# Bad to drive without brake booster vacuum hose?



## KadilakJack (Jan 1, 2021)

So, long story short, I'm an idiot and managed to snap the brake booster vacuum hose off at the manifold. (Of course I broke the fitting that's part of the manfold cast itself and not the cheap vacuum hose.) I ordered a new manifold but due to the holiday I won't see it until Tuesday, and, of course, I have a super important appointment to make on Monday, and it's an hour away from my home in the mountains. I've not noticed any loss of braking ability, and it's been about two days since the incident. So, my question is, would it be stupid to continue to drive with the hose disconnected? Could I possibly try to use plastic weld to hold the broken fitting back together until I can replace the manifold? 2011 Cruze LT, 1.4 turbo, automatic, about 125k miles.


----------



## Ma v e n (Oct 8, 2018)

Driving with an open port on the intake manifold will cause a massive lean condition, rough idle, and DTCs


----------



## KadilakJack (Jan 1, 2021)

****, that's what I was afraid of. It's not done anything strange yet, but the CEL just showed up, P0137


----------



## JLL (Sep 12, 2017)

KadilakJack said:


> So, long story short, I'm an idiot and managed to snap the brake booster vacuum hose off at the manifold. (Of course I broke the fitting that's part of the manfold cast itself and not the cheap vacuum hose.) I ordered a new manifold but due to the holiday I won't see it until Tuesday, and, of course, I have a super important appointment to make on Monday, and it's an hour away from my home in the mountains. I've not noticed any loss of braking ability, and it's been about two days since the incident. So, my question is, would it be stupid to continue to drive with the hose disconnected? Could I possibly try to use plastic weld to hold the broken fitting back together until I can replace the manifold? 2011 Cruze LT, 1.4 turbo, automatic, about 125k miles.
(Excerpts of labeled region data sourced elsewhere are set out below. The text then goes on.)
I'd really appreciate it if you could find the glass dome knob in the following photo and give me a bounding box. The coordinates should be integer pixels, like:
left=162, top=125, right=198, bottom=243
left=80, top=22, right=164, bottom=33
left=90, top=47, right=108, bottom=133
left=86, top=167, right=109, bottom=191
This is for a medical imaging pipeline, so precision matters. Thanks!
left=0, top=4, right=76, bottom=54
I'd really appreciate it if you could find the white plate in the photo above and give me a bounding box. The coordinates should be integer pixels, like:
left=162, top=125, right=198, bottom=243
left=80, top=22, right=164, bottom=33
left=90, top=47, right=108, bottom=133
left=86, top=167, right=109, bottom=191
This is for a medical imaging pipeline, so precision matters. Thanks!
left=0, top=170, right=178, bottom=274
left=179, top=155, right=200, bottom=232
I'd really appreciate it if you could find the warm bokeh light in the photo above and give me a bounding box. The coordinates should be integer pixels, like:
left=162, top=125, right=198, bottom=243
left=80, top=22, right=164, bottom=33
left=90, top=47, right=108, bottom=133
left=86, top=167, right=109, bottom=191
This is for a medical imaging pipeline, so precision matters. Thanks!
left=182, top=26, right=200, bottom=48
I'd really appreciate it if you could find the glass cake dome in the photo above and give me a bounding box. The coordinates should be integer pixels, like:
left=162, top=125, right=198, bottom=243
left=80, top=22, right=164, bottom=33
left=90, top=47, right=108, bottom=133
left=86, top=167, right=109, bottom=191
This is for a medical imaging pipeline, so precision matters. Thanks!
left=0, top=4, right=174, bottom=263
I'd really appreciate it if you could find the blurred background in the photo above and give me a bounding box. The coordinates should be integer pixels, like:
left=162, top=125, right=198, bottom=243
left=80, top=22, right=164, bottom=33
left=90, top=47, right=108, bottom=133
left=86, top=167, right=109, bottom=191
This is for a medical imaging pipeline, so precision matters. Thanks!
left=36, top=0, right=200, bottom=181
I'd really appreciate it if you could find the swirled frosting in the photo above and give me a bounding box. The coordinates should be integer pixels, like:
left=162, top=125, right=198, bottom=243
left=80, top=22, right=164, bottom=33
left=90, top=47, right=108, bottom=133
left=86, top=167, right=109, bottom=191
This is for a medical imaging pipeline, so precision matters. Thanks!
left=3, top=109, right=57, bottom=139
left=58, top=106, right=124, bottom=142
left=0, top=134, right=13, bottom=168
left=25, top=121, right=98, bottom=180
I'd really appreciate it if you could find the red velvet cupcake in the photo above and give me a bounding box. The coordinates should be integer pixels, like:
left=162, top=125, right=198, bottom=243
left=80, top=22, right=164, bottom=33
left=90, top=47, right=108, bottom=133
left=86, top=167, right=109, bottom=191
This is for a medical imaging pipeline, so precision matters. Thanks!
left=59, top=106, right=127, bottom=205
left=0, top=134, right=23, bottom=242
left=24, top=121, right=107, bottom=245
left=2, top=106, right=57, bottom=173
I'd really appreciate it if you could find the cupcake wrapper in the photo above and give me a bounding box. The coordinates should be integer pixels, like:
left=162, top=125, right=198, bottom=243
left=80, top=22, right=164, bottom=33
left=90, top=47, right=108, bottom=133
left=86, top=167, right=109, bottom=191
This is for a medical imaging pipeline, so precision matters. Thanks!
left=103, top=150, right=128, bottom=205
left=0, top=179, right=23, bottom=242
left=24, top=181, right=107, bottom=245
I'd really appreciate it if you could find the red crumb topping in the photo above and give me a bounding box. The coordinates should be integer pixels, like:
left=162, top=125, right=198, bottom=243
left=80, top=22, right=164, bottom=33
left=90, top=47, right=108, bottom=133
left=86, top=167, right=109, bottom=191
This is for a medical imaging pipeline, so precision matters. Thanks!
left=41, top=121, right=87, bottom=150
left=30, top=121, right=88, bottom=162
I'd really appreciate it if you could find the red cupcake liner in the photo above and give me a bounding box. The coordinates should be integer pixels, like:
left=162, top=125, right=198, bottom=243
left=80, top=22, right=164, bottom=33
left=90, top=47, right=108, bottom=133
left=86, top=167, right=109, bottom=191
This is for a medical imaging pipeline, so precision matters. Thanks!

When I was installing my boost guage earlier this year, I removed the brake booster and purge valve lines from the intake to tap into my throttle body spacer. I forgot to plug the lines back in and started it up for a test. The engine revved upfront 700 RPM to 6500 RPM in about 3 seconds. I shut it off and plugged the lines back in. I wouldn't try driving your car until you get it fixed.


----------



## KadilakJack (Jan 1, 2021)

JLL said:


> When I was installing my boost guage earlier this year, I removed the brake booster and purge valve lines from the intake to tap into my throttle body spacer. I forgot to plug the lines back in and started it up for a test. The engine revved upfront 700 RPM to 6500 RPM in about 3 seconds. I shut it off and plugged the lines back in. I wouldn't try driving your car until you get it fixed.


Idle has been normal thus far, nothing crazy like that, but don't want to push it. Thanks for the input.


----------



## -loki- (Dec 13, 2019)

Park it and get a ride. Cheaper than a new engine.


----------



## Valpo Cruze (Feb 23, 2014)

Can you plug the leak for now to eliminate the open port to your intake?


----------



## snowwy66 (Nov 5, 2017)

Plug off the air leak.


----------